富士山は20~21日、夏休みシーズン初となる週末を迎えた。夜通し登る「弾丸登山」を防ぐための登山規制で、夜間の登山道は昨年とは異なり、静寂に包まれていた。一方、山小屋前で仮眠を取る登山者が確認されており、山梨県は対応を検討する考えだ。
「平和な夜で素晴らしい。規制の効果が出ている」。8合目の山小屋「太子館」のスタッフで、富士山吉田口旅館組合の井上義景事務局長は、昨年との違いをそう表現した。20日夜は登山道を歩く人はほとんど見られず、静かだった。
富士吉田市が6合目で計測したデータでは、開山3週間(1~21日)の登山者は3万6471人。昨年同期比で5000人近く減った。読売新聞の分析では、ご来光目当ての弾丸登山者が含まれるとみられる午後9~11時台は53人で、昨年比95・3%減。正午前後を中心に登山者が微増しており、日中に「スライド」した可能性がある。
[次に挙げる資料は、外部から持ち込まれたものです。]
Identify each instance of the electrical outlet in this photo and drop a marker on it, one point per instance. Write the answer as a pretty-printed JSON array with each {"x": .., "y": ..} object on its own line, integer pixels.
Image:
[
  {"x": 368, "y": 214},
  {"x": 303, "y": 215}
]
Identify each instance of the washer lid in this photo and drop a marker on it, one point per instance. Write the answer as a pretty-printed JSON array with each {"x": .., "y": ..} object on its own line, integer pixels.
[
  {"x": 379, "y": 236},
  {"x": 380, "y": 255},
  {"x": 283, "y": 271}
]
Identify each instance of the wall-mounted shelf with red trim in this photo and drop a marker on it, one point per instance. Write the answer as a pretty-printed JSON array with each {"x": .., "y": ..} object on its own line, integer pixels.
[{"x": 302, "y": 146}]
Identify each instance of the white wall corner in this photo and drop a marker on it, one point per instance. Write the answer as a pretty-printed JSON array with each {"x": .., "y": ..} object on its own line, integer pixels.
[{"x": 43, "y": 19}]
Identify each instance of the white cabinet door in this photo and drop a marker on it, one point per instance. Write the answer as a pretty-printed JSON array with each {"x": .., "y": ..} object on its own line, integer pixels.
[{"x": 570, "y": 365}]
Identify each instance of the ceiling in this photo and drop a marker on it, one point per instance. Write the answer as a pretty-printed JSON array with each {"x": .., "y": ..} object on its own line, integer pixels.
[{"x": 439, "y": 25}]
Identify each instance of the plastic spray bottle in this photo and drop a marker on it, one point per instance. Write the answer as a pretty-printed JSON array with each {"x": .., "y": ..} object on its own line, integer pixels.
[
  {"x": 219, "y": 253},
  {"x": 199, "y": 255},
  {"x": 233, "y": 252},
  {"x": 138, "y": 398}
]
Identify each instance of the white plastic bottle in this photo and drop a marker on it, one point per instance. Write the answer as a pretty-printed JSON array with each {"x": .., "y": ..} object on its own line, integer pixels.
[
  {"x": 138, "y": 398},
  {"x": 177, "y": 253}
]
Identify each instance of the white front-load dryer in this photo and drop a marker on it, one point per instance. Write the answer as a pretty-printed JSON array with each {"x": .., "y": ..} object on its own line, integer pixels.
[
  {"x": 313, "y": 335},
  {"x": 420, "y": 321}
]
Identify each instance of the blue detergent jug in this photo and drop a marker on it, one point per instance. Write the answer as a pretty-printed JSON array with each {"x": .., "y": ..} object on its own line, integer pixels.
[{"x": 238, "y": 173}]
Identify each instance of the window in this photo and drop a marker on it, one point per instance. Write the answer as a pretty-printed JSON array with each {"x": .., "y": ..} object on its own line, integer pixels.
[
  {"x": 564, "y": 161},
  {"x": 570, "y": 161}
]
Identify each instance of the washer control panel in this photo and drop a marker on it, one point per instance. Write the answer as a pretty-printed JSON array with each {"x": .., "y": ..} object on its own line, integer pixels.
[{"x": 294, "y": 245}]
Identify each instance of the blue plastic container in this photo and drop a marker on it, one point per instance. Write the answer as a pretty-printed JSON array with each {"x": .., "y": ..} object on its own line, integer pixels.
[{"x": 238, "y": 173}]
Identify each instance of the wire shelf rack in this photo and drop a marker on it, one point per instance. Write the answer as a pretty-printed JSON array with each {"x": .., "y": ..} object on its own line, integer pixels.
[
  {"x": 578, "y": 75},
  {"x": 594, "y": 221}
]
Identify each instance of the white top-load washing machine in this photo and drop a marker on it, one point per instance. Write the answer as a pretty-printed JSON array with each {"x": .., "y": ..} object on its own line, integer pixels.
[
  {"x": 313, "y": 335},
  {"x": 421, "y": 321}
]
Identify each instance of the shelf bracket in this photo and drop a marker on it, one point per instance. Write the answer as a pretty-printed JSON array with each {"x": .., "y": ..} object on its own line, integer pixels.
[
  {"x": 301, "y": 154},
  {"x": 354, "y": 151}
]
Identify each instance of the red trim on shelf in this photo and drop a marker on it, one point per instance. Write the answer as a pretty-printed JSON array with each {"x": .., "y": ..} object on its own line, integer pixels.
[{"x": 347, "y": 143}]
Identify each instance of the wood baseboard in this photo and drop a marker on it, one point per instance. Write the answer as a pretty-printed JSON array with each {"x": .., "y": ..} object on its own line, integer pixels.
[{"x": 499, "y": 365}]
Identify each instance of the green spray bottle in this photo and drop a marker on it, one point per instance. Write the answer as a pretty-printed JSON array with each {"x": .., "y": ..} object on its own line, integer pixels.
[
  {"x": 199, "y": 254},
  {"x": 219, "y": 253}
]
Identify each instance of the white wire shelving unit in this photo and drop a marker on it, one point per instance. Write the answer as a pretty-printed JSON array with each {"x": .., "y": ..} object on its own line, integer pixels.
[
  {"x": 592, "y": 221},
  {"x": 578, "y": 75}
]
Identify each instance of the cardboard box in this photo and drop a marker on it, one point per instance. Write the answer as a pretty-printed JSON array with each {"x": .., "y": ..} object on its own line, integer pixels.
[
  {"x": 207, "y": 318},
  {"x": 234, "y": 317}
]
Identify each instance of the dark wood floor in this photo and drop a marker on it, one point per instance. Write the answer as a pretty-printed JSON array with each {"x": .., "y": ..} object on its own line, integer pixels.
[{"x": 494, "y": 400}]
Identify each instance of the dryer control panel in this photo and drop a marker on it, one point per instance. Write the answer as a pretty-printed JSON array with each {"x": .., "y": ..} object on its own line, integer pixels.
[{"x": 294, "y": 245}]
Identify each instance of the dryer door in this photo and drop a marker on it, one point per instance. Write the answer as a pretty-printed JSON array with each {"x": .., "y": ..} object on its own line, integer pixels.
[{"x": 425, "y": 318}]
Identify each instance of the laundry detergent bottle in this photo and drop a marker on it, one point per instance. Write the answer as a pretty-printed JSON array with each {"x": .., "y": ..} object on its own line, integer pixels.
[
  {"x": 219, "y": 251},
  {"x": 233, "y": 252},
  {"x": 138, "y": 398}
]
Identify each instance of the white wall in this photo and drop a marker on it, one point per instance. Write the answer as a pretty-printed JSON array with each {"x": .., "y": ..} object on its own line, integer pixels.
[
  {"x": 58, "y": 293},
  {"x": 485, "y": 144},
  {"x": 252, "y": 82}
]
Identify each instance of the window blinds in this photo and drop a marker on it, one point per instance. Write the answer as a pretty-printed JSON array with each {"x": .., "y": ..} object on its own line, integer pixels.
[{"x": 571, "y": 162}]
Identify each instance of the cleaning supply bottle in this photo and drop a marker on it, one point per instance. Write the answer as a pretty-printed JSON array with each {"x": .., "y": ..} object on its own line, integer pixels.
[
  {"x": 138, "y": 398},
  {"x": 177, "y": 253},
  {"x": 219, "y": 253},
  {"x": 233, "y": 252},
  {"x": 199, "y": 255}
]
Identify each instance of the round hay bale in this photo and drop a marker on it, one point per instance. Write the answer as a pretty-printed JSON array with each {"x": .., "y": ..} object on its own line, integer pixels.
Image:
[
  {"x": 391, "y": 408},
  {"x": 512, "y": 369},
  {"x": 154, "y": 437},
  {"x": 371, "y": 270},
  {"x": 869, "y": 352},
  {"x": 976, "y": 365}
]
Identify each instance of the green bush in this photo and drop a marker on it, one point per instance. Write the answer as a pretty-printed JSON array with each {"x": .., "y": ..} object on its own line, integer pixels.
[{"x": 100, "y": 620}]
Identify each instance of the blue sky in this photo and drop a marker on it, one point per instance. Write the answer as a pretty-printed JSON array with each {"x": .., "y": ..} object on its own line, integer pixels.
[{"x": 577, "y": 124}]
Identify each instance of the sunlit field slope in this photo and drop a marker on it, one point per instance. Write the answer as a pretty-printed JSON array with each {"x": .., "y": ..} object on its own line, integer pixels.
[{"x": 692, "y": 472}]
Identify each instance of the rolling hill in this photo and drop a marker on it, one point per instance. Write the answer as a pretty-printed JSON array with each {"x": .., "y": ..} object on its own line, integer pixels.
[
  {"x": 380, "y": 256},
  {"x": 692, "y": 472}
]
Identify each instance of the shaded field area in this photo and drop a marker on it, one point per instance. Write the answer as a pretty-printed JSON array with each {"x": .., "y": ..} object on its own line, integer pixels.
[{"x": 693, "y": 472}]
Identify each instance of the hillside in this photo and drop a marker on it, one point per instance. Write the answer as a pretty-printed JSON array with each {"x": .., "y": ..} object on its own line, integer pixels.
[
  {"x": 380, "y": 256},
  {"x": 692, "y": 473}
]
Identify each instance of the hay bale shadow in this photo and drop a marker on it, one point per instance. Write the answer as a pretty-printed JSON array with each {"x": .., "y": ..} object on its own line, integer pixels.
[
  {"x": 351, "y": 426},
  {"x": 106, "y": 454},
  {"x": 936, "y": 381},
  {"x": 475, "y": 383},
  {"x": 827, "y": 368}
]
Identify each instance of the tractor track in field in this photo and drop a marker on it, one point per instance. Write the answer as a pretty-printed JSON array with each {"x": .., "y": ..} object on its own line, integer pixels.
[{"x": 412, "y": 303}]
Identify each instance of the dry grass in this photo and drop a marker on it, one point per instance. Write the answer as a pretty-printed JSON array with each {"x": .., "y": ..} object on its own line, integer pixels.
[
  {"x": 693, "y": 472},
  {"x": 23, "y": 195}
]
一方、夜間に山小屋前で仮眠を取ったり、とどまったりする登山者が確認され、新たな問題となっている。井上事務局長によると、13日は山小屋前で40~50人が保温効果のあるシートにくるまり、仮眠するなどしていた。その後、同様の事態はないが、「規制の効果が薄まる。これからがハイシーズンなので心配」とこぼす。
20日夜、本8合目の山小屋前のベンチで寝袋に入って仮眠していたベトナム人男性(28)は、午後2時過ぎから登山を始めたという。「日本一の山だから登りたかったが、山小屋の予約方法が分からなかった。次はちゃんと予約する。その方が安全だから」と話した。
山梨県は、国や地元、山小屋関係者と連携して対策するほか、大使館への協力要請も検討するという。長崎知事は18日の記者会見で「心ない登山者によって安全な富士登山が損なわれるのは極めて遺憾」と述べた。